Once More, This Time With Clojure

If you happened to read my post from the other day entitled My New “Top Artists Last 7 Days” Widget, you know that I went through three iterations of getting it going. The final solution, written in Ruby worked well. Until bands like Motörhead, Mötley Crüe and Einstürzende Neubauten showed up in the list. At that point, the HTML parsing library I was using would barf, and processing would stop, leaving the list showing on the blog in an incomplete state. It wasn’t the library’s fault; apparently Ruby still has problems dealing with non-ASCII characters. I did everything I thought I needed to do to tell Ruby that it would be dealing with UTF-8 encoding, but it just kept right on barfing.

I was left with only two choices: stop listening to any band with an umlaut in the name (and God help me if any of my Scandinavian bands popped up, with the Ø or å characters), or rewrite the stupid program, again, in a language that I knew could easily deal with UTF-8.

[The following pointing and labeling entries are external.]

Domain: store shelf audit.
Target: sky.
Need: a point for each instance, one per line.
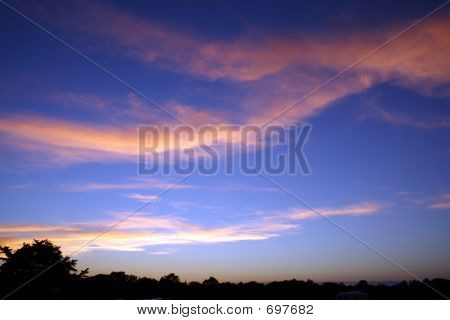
(378, 150)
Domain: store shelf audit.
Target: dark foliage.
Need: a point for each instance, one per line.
(63, 281)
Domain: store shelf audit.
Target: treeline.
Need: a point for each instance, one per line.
(62, 280)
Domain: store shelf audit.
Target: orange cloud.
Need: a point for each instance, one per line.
(134, 234)
(361, 209)
(140, 231)
(419, 56)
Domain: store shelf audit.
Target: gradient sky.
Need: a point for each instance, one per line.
(379, 149)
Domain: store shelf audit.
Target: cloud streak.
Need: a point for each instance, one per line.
(141, 231)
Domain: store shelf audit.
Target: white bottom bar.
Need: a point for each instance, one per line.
(231, 309)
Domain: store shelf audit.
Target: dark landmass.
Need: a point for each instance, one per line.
(56, 277)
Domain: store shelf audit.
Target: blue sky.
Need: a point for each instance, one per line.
(378, 150)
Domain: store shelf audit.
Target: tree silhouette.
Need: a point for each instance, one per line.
(42, 258)
(61, 280)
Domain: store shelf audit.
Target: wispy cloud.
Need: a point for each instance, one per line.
(135, 233)
(134, 184)
(21, 186)
(141, 231)
(143, 197)
(443, 202)
(355, 210)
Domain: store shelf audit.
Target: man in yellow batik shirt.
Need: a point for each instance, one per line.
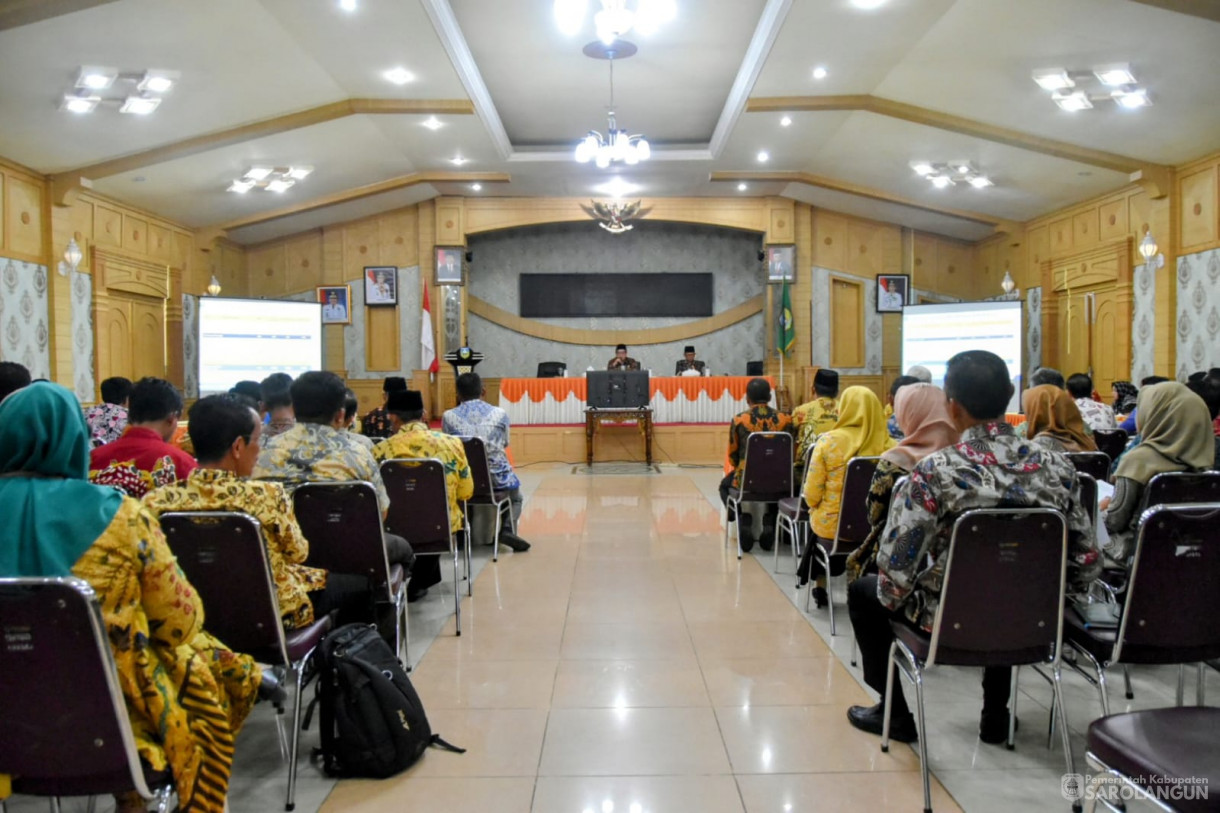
(412, 438)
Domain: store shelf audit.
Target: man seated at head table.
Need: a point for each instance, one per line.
(621, 360)
(688, 365)
(991, 466)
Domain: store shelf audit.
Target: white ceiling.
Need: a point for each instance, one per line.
(534, 94)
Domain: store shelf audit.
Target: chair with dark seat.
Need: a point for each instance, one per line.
(225, 558)
(486, 493)
(1002, 604)
(1169, 748)
(1177, 554)
(66, 730)
(1112, 442)
(1096, 464)
(766, 476)
(852, 531)
(342, 523)
(419, 512)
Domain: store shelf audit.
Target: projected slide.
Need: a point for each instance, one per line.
(251, 338)
(935, 333)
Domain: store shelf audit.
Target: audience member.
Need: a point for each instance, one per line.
(277, 399)
(12, 377)
(1174, 436)
(107, 420)
(759, 418)
(143, 458)
(859, 432)
(227, 436)
(377, 424)
(892, 426)
(1096, 414)
(811, 419)
(476, 418)
(988, 468)
(187, 695)
(412, 438)
(922, 414)
(1052, 415)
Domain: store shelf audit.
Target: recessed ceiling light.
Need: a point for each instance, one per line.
(79, 104)
(139, 105)
(398, 76)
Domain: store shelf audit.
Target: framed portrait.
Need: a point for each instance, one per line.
(449, 265)
(381, 285)
(893, 292)
(336, 304)
(781, 264)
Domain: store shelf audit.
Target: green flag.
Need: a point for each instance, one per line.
(785, 328)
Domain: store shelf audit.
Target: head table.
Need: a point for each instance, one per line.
(674, 399)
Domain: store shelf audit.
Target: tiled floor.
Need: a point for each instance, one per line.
(628, 663)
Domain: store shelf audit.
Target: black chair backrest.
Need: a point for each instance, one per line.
(419, 504)
(766, 471)
(1173, 598)
(342, 523)
(226, 559)
(1112, 442)
(1003, 590)
(853, 526)
(65, 725)
(1181, 487)
(1096, 464)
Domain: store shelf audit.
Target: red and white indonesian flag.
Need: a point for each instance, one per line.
(427, 346)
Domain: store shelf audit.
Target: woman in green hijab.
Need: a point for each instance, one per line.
(187, 695)
(1175, 430)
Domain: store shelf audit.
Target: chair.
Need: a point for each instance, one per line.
(1177, 556)
(1174, 750)
(766, 476)
(66, 731)
(1096, 464)
(1112, 442)
(342, 523)
(225, 558)
(1002, 604)
(419, 512)
(853, 526)
(484, 492)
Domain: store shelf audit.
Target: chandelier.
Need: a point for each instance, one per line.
(616, 144)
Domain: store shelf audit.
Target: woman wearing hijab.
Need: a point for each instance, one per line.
(1052, 413)
(1175, 430)
(859, 432)
(922, 414)
(187, 695)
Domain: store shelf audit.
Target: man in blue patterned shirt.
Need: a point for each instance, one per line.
(476, 418)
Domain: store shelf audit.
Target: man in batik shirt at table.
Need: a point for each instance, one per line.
(759, 418)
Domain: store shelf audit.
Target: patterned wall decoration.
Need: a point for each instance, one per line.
(820, 325)
(1198, 313)
(25, 321)
(1143, 320)
(500, 258)
(84, 383)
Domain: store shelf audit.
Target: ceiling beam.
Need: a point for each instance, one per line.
(15, 14)
(266, 127)
(366, 191)
(955, 125)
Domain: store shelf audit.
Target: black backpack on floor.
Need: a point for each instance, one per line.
(372, 722)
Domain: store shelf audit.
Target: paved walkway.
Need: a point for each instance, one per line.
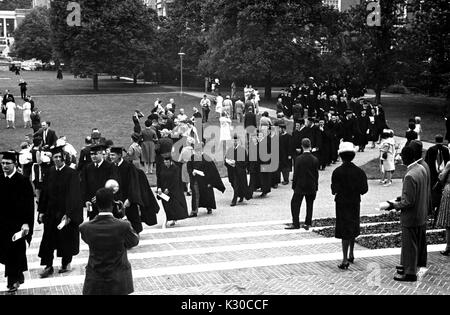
(246, 250)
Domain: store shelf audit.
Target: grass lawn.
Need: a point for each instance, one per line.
(373, 171)
(399, 108)
(75, 115)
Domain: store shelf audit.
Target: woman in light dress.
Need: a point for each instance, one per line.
(387, 157)
(26, 107)
(10, 114)
(225, 130)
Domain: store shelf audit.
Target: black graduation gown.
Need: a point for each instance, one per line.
(17, 197)
(61, 196)
(238, 175)
(285, 152)
(348, 183)
(206, 183)
(129, 188)
(265, 177)
(363, 126)
(176, 207)
(92, 179)
(150, 207)
(253, 166)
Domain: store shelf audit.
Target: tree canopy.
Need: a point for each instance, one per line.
(32, 37)
(115, 37)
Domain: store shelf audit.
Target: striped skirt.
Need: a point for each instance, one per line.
(444, 208)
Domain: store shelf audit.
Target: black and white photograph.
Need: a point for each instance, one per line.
(224, 153)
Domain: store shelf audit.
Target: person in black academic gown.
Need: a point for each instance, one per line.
(204, 177)
(285, 156)
(94, 176)
(129, 190)
(59, 202)
(134, 191)
(236, 162)
(170, 184)
(16, 194)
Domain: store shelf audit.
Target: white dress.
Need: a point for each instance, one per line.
(26, 107)
(219, 104)
(10, 111)
(225, 128)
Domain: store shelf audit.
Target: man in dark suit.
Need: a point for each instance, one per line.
(437, 157)
(61, 212)
(16, 195)
(305, 185)
(48, 135)
(108, 271)
(413, 205)
(94, 176)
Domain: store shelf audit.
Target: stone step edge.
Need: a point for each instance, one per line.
(197, 268)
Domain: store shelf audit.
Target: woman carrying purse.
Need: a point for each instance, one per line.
(443, 218)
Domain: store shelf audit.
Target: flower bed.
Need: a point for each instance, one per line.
(372, 234)
(385, 217)
(391, 241)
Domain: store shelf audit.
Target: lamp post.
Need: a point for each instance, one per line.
(181, 54)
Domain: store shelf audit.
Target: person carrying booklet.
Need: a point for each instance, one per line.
(16, 218)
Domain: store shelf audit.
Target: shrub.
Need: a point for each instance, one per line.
(397, 89)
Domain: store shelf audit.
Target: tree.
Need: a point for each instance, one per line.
(373, 50)
(15, 4)
(32, 37)
(425, 44)
(115, 37)
(265, 41)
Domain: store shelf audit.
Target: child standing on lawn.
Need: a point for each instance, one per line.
(418, 128)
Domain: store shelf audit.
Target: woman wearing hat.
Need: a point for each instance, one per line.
(134, 152)
(348, 183)
(387, 157)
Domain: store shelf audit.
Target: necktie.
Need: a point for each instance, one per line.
(439, 161)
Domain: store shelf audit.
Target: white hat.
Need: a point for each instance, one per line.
(346, 147)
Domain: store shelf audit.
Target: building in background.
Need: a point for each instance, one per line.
(342, 5)
(41, 3)
(160, 6)
(9, 20)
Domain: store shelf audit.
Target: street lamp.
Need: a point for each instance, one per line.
(181, 54)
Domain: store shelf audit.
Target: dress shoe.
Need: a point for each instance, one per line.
(406, 278)
(14, 287)
(344, 266)
(65, 269)
(46, 272)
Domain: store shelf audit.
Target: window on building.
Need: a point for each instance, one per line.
(2, 31)
(333, 3)
(9, 27)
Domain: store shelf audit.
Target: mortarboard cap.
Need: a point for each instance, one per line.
(57, 149)
(117, 150)
(98, 147)
(10, 155)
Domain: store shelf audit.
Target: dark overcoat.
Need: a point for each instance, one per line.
(17, 197)
(348, 183)
(207, 183)
(108, 271)
(61, 196)
(176, 207)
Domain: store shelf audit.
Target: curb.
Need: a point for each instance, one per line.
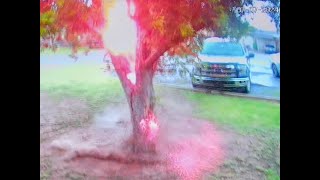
(224, 93)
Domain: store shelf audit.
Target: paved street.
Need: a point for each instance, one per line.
(263, 83)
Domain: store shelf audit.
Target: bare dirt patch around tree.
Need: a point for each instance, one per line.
(76, 146)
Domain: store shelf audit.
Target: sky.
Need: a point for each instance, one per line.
(260, 20)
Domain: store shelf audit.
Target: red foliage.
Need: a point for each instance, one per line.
(46, 5)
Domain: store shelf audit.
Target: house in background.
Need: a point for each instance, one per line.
(262, 40)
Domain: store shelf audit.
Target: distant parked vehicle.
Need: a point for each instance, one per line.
(275, 64)
(223, 65)
(270, 49)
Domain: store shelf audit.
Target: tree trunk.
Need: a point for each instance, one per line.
(141, 105)
(141, 100)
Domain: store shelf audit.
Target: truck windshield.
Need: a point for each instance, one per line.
(222, 49)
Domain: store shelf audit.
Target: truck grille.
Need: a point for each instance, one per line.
(219, 70)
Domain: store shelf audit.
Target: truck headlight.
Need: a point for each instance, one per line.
(197, 71)
(230, 66)
(242, 70)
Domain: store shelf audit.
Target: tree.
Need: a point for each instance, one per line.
(161, 26)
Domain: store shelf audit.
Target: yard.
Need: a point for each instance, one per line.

Since I’ve been working in Clojure a lot lately, it seemed lika the logical choice. I spent about an hour working on it last night, and I ended up with a working program and a bit more Clojure experience. Here’s the program for your edification, with a description to follow:

(ns lastfmfetch.core
(:gen-class))

(require '[clj-http.client :as client])
(import '(java.io PrintStream)
'(org.htmlcleaner HtmlCleaner))

(defn get-artist-and-playcount [cell]
(let [title (.getAttributeByName cell "title")
[match artist playcount] (re-matches #"^(.+), played ([wd]+)s*S*$" title)
playcountStr (if (= playcount "once") "1" playcount)]
[artist playcountStr]))

(defn get-url [cell]
(let [links (.getElementsByName cell "a" true)
a (first links)
href (.getAttributeByName a "href")]
(str "http://last.fm" href)))

(defn fetch-data [filename]
(let [response (client/get "http://www.last.fm/user/joeyGibson/charts?rangetype=week&subtype=artists")
cleaner (HtmlCleaner.)]
(if (= (:status response) 200)
(with-open [out (PrintStream. filename "UTF-8")]
(.println out "<html><head><meta charset="UTF-8"/></head><body><ol>")
(doto (.getProperties cleaner)
(.setOmitComments true)
(.setPruneTags "script,style"))
(when-let [node (.clean cleaner (:body response))]
(let [subjectCells (take 5 (.getElementsByAttValue node "class" "subjectCell" true true))]
(doseq [cell subjectCells]
(let [[artist playcount] (get-artist-and-playcount cell)
url (get-url cell)]
(.println out (str "<li><a href='" url "'>" artist "</a>, Plays: " playcount "</li>"))))))
(.println out "</ol></body></html>")))))

;; Main
(defn -main [& args]
(if (< (count args) 1)
(println "Usage: lastfmfetch <output_file>")
(fetch-data (first args))))

I ended up using a library called clj-http to handle the fetching of the URL. It’s a Clojure wrapper for the Apache HTTP Commons library, and was really easy to use. I’m using Leningen, by the way, so including clj-http was just a matter of including a line in the project.clj file. I also used a Java library called HTMLCleaner, that fixes broken HTML and makes it available as a DOM. Since it is also in Maven Central, it was easy to include by adding another line to the project file.

(defproject lastfmfetch "1.0.0-SNAPSHOT"
:description "Fetch chart data from Last.fm"
:dependencies [[org.clojure/clojure "1.3.0"]
[net.sourceforge.htmlcleaner/htmlcleaner "2.2"]
[ clj-http "0.2.6"]]
:main lastfmfetch.core)

The -main function begins on line 38, but all it really does is check that there is a single command-line argument, and exits with a usage message if there is not. It then calls the fetch-data function, which begins on line 20.

On line 21, we declare two locals; one that will contain the results of fetching the web page, and one that is the HTML cleaner. If the fetch of the URL was successful, the status code will be the standard HTTP 200. If we got that, we then open a PrintStream on the filename given, specifying that it should be encoded with UTF-8. (I’ve been working with Java for a very long time, and I always assumed that since Java strings are Unicode, files created with Java would default to UTF-8. That is not the case. That’s why there’s a second argument when creating the PrintStream, and why I’m not using a PrintWriter.) We then print the first part of the output HTML file, set a couple of options to HTML Cleaner that cause it to strip comments, style and script sections from the HTML, and then start doing the real work.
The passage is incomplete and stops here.